I'm struggling two understand why when i change the values of l1 list the double-args macro changes the value in the result list and the double-list doesn't. Let me show the steps to be more clear. I have defined the list l1 with values '(1 2 3 4),
(setq l1 '(1 2 3 4))
then i load this code below
(defmacro double-args (&rest args)
`(let ((ret nil))
( dolist (x ,@args )
(setq ret (append ret (list x x))))
ret) )
(defun macroteste (&rest x) (double-args x))
;; first simple macro example:
(defmacro double-list (a-list)
(let ((ret (gensym)))
`(let ((,ret nil))
(dolist (x ,a-list)
(setq ,ret (append ,ret (list x x))))
,ret)))
;; use the macro:
(defun doublelistmacro (x)
(double-list x))
after this, i had executed the macro, macroteste with the list l1 and stored in l2
(setq l2 (macroteste l1))
then i executed the doublelistmacro with arg l1 and stored in l3
(setq l3 (doublelistmacro l1))
so i got from l2, ((1 2 3 4) (1 2 3 4)) and from l3, (1 1 2 2 3 3 4 4)
then i had change the second value of l1, (setf (nth 1 l1) 9) and i got theses results:
l1
(1 9 3 4)
l2
((1 9 3 4) (1 9 3 4))
l3
(1 1 2 2 3 3 4 4)
why when i changed l1 the l2 has changed too but l3 not?
First, a remark: in code you should not modify literal constants like '(1 2 3 4).
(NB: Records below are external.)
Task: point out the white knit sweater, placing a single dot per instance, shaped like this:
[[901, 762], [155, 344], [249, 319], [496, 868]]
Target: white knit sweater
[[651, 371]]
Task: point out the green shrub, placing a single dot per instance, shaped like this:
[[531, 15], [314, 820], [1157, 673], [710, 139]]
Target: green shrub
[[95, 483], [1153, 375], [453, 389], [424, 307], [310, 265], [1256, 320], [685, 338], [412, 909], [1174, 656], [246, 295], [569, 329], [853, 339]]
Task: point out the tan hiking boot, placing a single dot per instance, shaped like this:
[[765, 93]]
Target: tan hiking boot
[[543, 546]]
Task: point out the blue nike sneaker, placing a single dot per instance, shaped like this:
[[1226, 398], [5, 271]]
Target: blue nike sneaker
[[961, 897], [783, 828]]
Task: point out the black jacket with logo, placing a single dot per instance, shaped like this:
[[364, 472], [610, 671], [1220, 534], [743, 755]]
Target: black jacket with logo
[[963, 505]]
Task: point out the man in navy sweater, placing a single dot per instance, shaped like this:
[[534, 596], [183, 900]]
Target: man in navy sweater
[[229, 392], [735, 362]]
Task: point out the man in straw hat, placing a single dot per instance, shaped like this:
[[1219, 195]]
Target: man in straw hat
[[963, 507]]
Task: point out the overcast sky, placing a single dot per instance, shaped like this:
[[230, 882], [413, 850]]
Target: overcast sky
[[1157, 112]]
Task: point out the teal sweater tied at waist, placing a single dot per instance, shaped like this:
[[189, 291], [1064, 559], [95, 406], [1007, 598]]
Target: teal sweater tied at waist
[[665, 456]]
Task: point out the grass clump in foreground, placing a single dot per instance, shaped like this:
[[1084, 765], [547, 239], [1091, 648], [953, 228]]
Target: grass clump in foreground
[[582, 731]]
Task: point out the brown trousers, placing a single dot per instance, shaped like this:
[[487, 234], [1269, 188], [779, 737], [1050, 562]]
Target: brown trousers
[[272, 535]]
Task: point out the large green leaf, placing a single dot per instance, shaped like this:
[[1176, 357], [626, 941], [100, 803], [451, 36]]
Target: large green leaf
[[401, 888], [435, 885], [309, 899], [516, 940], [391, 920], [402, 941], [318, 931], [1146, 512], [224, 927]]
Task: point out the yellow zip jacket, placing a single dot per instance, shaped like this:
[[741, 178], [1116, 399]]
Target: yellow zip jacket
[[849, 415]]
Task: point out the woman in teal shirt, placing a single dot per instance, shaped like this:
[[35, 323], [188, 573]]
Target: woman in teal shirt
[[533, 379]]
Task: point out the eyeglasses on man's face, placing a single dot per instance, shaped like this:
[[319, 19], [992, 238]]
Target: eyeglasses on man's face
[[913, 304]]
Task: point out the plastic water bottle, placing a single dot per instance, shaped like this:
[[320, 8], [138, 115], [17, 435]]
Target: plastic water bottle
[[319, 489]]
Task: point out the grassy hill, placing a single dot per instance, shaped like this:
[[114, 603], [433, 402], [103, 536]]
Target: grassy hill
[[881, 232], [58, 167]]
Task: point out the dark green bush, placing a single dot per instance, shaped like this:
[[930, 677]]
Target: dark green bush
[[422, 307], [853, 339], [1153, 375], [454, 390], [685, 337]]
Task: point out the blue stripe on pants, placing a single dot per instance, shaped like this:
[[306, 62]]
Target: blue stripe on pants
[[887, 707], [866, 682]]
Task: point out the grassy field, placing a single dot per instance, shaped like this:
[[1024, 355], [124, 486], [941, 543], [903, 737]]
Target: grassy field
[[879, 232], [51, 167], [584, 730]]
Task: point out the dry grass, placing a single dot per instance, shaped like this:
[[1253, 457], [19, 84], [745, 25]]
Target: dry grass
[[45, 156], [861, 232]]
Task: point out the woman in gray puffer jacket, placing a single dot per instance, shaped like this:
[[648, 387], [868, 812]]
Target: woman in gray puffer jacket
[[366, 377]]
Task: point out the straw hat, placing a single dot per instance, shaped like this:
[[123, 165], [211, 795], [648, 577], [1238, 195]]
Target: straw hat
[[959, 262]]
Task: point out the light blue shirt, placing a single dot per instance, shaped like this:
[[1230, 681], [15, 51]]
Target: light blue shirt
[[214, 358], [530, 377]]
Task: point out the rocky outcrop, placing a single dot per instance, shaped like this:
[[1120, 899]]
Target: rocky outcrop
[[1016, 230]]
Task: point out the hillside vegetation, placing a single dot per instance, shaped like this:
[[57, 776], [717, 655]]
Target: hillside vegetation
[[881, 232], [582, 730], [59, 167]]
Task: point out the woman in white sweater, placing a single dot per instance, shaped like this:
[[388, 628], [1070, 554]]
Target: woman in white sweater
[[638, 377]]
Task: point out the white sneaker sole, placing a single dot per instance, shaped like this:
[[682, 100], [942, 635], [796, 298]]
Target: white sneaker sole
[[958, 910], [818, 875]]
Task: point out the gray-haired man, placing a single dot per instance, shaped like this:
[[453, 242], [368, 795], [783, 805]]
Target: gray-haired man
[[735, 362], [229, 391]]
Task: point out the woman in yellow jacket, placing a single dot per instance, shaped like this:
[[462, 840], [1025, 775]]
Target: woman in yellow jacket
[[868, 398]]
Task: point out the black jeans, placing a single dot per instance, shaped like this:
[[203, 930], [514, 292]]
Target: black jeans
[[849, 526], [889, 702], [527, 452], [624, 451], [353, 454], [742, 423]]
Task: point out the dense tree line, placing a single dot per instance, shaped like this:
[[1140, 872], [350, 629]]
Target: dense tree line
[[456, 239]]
The effects are undefined.
In your case the difference boils down to this
CL-USER 2 > (let ((foo (list 1 2 3 4)))
(let ((l1 (list foo foo))
(l2 (loop for e in foo append (list e e))))
(values l1 l2)))
((1 2 3 4) (1 2 3 4))
(1 1 2 2 3 3 4 4)
The first list l1 is a new list with the original list twice as its element.
The second list l2 is a completely new constructed list.
If you change the original list, it will be visible in the first result -> it has them directly as elements.
It will not be visible in the second list, because the list is completely fresh.
Note also that the macros are complicating the issue. As such they also make very little sense.